Cette hausse rend les obligations plus attractives face à Bitcoin et aux actions technologiques. Un investisseur peut obtenir un rendement supérieur à 5 % sur une dette publique américaine de long terme, sans supporter la volatilité quotidienne d’une cryptomonnaie. Le coût d’opportunité de détenir du BTC augmente donc.
Les rendements élevés durcissent aussi les conditions financières sans nouvelle intervention de la Fed. Les crédits immobiliers, les obligations d’entreprises et les financements technologiques deviennent plus chers. Cette pression peut réduire la liquidité disponible sur les marchés et peser indirectement sur la demande de crypto.
La Fed laisse planer le risque d’une hausse en septembre
La Fed a maintenu ses taux, mais elle n’a donné aucune garantie pour la prochaine réunion. Son président Kevin Warsh a évité de fournir une trajectoire précise. Cette communication ambiguë a alimenté l’incertitude au lieu de calmer les investisseurs.
L’inflation reste supérieure à l’objectif de 2 %, tandis que les tensions au Moyen-Orient soutiennent les prix du pétrole. Le Brent a dépassé 90 dollars le baril après une nouvelle montée des risques géopolitiques. Une énergie plus chère peut relancer l’inflation et renforcer les arguments des responsables favorables à une hausse.
La probabilité attribuée par le marché à un relèvement des taux en septembre est montée à 63,2 %, contre 57,3 % une semaine plus tôt. Les prochains rapports sur l’inflation et l’emploi auront donc un poids considérable. C’est aussi pourquoi le PCE et les signaux de la Fed restent décisifs pour Bitcoin.
Les ETF Bitcoin ne suffisent pas encore à relancer le marché
Les ETF Bitcoin au comptant ont enregistré environ 32,1 millions de dollars d’entrées nettes le 29 juillet. Ce flux positif apporte un léger soutien au marché. Il reste néanmoins trop faible pour inverser seul la tendance actuelle.
Sur l’ensemble du mois de juillet, les ETF américains n’ont attiré qu’environ 205 millions de dollars. Il s’agirait de leur plus faible collecte mensuelle depuis leur lancement. Ce résultat contraste avec les sorties de 2,43 milliards enregistrées en mai et de 4,52 milliards en juin.
Le marché semble donc attendre un signal plus clair. Les bandes de Bollinger de Bitcoin sont particulièrement resserrées, ce qui traduit une faible volatilité après plusieurs semaines d’hésitation. Cette compression précède souvent un mouvement important, mais elle ne permet pas d’en prévoir la direction.

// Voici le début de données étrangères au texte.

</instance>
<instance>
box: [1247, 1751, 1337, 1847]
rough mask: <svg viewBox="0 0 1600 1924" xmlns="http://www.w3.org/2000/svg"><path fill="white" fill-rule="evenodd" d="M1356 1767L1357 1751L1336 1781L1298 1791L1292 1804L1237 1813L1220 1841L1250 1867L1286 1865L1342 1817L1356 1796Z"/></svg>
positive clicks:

Le scénario immédiat reste ainsi partagé. Bitcoin peut profiter de la faiblesse relative du dollar ou d’un retour des capitaux vers les actifs rares. Mais tant que les rendements obligataires progressent et que la Fed conserve une option de hausse, un rebond durable au-dessus des résistances restera difficile. Le précédent des sorties d’ETF Bitcoin face au retour des obligations américaines rappelle que ce canal de demande reste sensible aux taux longs.
En bref
- Bitcoin résiste autour de 64 500 dollars après la Fed.
- Le rendement américain à 30 ans atteint un sommet depuis 2007.
- La zone comprise entre 62 500 et 63 300 dollars devient décisive.